Major amendments to the Law on Joint Stock Companies, the Law on Limited Liability Companies, the Arbitrazh Procedural Code of RF and other federal laws

The new Law makes amendments to the Federal Law dated December 26, 1995 No. 208-FZ "On joint stock companies", the Federal law dated February 08, 1998 No. 14-FZ "On limited liability companies" as well as a number of other acts of the federal law.

Most of amendments are connected with establishment of procedure for appeal of actions (inaction) and decisions of organizations’ management bodies, challenging transactions with participation of an organization and (or) its participant as well as with providing access of company's participants/ a member of cooperative to judicial acts relating hereto (including definitions) on the dispute related to establishment of an organization, its management and participation in it.

So the Federal Law dated December 26, 1995 No. 208-FZ “On joint stock companies" (hereinafter – the Law on Joint Stock Companies) has been supplemented with the provision on a joint responsibility of a company and a registrar for losses incurred by a shareholder as a result of shares loss or impossibility to exercise rights provided by shares, due to improper observation of a procedure of supporting a system of a company's shareholders registration. Amendments also provide for a procedure of responsibility distribution between joint debtors as well as exercising of a right for regressive action.

Procedure of setting requirements to acknowledgement of the general shareholders' meeting decision invalid has become more severe. In particular, the term within which a shareholder is to file such claims has been reduced from 6 to 3 months, it has also been established that this term, in case that it is omitted, shall not be revided except for the case that a shareholder does not file such a claim under violence or threat.
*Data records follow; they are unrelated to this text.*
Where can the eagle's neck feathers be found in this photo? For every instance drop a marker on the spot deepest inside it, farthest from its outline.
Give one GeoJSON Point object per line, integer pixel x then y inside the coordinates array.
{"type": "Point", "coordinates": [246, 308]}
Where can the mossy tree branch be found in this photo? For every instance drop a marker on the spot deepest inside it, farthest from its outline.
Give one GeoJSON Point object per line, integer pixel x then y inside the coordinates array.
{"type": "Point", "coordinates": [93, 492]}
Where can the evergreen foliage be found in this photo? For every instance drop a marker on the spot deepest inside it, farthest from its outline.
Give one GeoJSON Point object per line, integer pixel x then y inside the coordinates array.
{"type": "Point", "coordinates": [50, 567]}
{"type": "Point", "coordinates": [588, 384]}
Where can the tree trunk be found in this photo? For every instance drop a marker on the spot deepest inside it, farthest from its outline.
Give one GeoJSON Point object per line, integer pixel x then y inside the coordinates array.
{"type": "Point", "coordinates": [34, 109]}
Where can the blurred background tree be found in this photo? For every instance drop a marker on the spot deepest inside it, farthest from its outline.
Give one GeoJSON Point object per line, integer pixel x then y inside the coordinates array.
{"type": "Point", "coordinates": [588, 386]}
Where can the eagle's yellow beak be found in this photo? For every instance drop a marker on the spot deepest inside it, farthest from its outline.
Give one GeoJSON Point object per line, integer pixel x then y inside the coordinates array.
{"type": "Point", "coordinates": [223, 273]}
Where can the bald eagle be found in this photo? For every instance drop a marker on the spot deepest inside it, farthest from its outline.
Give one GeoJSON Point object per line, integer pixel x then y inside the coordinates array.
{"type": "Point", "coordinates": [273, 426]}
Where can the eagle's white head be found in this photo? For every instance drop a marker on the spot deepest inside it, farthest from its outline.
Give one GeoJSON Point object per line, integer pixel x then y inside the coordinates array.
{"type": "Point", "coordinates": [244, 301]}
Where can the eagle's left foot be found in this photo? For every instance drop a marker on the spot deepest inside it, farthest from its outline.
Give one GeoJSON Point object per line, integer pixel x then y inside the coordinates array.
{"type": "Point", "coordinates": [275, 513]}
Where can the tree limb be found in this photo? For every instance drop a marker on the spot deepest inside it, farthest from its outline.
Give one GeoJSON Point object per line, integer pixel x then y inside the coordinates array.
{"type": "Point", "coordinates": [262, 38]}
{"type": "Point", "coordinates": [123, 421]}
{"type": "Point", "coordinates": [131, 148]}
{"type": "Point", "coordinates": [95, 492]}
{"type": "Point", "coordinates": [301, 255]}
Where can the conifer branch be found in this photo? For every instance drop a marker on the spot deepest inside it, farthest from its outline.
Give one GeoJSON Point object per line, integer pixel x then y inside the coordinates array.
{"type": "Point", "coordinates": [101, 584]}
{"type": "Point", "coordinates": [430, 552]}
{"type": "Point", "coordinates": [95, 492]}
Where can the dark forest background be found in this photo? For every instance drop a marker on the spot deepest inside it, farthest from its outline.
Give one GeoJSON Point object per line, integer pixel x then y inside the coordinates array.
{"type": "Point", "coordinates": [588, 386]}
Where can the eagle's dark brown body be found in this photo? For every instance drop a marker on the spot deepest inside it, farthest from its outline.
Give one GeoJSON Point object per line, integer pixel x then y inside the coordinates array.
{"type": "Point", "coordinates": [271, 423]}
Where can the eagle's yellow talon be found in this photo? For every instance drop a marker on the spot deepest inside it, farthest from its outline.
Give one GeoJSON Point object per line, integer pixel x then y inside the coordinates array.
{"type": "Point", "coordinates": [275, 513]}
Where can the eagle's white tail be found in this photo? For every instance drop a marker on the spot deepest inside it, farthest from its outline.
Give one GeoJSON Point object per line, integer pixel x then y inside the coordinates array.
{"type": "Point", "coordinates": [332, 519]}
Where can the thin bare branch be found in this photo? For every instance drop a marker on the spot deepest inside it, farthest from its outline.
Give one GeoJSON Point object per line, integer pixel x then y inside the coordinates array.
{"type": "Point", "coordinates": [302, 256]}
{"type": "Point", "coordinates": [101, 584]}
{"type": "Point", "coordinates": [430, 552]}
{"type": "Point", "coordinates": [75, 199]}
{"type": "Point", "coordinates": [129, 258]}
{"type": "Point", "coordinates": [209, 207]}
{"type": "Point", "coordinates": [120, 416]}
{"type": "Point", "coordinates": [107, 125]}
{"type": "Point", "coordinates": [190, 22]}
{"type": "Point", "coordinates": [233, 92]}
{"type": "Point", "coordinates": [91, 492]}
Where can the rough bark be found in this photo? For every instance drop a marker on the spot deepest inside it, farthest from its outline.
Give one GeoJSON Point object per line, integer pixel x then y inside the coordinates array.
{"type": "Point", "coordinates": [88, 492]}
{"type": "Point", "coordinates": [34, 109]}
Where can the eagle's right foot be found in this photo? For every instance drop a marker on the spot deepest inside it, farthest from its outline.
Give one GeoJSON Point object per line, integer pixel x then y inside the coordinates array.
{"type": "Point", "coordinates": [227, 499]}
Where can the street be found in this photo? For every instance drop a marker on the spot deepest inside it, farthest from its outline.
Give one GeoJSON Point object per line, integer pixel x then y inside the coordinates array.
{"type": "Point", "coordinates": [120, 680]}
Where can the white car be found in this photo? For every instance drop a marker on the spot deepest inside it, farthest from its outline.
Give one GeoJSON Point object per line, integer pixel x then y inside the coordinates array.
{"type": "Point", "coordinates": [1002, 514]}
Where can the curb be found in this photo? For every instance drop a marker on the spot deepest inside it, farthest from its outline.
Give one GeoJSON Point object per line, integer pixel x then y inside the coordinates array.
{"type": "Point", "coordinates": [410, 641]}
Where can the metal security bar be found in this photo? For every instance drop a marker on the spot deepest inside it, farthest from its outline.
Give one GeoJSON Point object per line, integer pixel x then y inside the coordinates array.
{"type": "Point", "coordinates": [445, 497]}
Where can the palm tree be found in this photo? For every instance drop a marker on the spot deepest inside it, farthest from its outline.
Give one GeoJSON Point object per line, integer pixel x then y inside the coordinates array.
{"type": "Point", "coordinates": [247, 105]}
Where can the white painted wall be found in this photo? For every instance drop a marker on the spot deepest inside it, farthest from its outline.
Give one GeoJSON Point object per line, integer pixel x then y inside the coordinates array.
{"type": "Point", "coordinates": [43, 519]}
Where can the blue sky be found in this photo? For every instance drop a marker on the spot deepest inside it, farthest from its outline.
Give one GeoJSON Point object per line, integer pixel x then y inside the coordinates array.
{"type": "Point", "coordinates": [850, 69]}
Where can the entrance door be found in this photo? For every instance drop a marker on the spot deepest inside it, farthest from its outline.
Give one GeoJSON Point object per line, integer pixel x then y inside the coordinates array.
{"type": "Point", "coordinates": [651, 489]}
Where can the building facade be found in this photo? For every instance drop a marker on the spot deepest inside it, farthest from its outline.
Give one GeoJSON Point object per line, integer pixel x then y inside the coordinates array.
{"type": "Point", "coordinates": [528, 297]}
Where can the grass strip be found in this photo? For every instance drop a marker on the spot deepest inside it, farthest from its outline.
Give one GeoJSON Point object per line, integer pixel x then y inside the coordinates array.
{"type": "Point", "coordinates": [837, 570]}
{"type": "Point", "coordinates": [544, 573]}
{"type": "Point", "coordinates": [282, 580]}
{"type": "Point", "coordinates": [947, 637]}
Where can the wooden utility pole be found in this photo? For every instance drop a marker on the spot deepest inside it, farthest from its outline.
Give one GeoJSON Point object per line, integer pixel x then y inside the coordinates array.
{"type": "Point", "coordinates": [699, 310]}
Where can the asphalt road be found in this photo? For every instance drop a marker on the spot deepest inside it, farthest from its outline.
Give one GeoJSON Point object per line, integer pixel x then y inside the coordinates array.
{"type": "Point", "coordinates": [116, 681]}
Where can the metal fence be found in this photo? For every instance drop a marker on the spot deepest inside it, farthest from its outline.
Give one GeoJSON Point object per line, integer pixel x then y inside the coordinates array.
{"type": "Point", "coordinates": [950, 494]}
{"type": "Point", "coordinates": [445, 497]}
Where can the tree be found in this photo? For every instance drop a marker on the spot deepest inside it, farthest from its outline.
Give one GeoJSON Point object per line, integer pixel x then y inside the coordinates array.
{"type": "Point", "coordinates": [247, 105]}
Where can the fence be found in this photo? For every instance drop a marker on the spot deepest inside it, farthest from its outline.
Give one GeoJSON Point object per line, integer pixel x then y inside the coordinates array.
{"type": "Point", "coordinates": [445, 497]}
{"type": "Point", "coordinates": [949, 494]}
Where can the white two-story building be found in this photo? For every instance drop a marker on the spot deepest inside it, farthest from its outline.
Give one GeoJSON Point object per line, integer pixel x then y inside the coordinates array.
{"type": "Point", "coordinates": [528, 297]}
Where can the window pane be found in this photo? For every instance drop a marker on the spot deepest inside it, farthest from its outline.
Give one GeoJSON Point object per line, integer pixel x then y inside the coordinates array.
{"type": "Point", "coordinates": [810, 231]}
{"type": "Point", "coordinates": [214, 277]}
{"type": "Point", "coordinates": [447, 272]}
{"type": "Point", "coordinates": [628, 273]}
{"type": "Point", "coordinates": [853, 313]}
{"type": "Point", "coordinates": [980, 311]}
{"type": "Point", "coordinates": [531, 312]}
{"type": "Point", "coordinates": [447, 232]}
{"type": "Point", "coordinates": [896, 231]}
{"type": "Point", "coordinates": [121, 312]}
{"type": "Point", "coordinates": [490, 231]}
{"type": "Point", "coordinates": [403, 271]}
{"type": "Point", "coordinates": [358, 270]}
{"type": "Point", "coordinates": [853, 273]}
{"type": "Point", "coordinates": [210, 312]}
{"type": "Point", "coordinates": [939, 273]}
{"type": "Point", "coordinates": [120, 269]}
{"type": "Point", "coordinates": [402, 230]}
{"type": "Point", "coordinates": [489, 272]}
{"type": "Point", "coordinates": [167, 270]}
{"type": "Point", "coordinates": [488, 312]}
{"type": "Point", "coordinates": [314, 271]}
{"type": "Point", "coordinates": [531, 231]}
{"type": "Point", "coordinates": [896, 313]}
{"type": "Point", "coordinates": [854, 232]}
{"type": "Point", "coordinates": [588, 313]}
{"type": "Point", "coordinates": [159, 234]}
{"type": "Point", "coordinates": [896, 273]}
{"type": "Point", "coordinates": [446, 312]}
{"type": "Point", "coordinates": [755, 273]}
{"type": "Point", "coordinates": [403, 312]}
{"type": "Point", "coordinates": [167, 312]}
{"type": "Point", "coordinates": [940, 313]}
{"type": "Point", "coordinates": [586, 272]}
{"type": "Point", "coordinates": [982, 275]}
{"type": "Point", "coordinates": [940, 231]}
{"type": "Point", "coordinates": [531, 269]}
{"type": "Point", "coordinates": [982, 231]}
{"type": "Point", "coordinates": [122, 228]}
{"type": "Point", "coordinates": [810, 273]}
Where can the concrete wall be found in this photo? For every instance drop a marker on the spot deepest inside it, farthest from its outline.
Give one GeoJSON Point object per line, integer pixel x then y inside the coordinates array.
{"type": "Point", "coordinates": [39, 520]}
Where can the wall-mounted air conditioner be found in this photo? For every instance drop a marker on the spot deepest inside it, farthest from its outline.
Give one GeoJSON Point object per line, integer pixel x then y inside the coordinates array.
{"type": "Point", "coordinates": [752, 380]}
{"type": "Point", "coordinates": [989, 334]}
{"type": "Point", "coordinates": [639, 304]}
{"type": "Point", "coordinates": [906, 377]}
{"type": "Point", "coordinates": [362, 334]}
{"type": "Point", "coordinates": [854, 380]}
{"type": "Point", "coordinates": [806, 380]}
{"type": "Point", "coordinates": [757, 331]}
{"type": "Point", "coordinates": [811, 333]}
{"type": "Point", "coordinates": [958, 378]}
We remind that this term shall usually be referred to preclusive terms but not to periods of limitation of actions, however, before the Supreme Arbitrazh Court of RF indicated that in regard of shareholders - individuals in exceptional cases when court acknowledges a reason for a shareholder's delay well-grounded due to circumstances connected with his personality (serious illness, etc.), this term may be revived by a court in accordance with Article 205 of the Civil Code of RF (revival of action limitation period).
In Article 79 and 84 of the Law the terms for appealing major transactions and interested transactions have already been called periods of limitation. These periods shall not be revived.

It is expressly provided for a shareholder that he/she can appeal the Company Board of Directors (Supervisory Board)'s decision made in violation of the Law on Joint Stock Companies, other regulatory acts of the Russian Federation, the company's charter. Before such a right was instituted only for a member of the company's Board of Directors (Supervisory Board) not voting for or against the decision.

Besides, it is stipulated that a separate appeal of the company's management body decision to convene a general meeting or approve a transaction shall not make a decision of the general meeting or a transaction relevantly invalid.

Besides, procedure of a shareholder's setting a claim to compel a company to hold an extraordinary general meeting has been set.

In the Federal Law dated February 8, 1998 No.14-FZ “On limited liability companies” (hereinafter – the Law on LLC) there have been made similar amendments regarding the terms and procedure of appealing actions (inaction) and decisions of organizations' management bodies, challenging transactions with participation of an organization and(or) its participant as well as of providing company participants' access to judicial acts on disputes arising from company’s foundation, management and participation in it.

We would like to note specifically amendments connected with possible expansion of LLC participants’ general meeting jurisdiction which have been discussed for a long time. We remind that before company participants’ general meeting jurisdiction included only issues provided for by the Law on LLC. Now it can be expanded by this company's charter.

In the Federal Law dated April 22, 1996 No.39-FZ “On securities market” there have been made amendments specifying a procedure of securities emission suspension as well as acknowledgement of equity securities issue (additional issue) ineffective or invalid.

Major amendments have been made in the Arbitrazh Procedural Code of RF (hereinafter – APC RF).
Among most significant amendments including into APC RF two new chapters providing for peculiarities of arbitrazh courts' consideration of two categories of cases - cases on cooperative disputes and cases on protection of rights and legal interests of a group of persons - should be mentioned.

Now special jurisdiction includes cases on all cooperative disputes, i.e. disputes related to establishment of a legal entity, its management or participation in a legal entity which is a commercial organization as well as in nonprofit partnership, association (union) of commercial organizations, other non-profit organization uniting commercial organizations and (or) individual entrepreneurs, non-profit organization with a status of a self-regulating organization in accordance with the federal law.

A list of corporate disputes under consideration is presented. A specific procedure of considering corporate disputes, providing access to information on a corporate dispute, application of interlocutory injunctions has been established.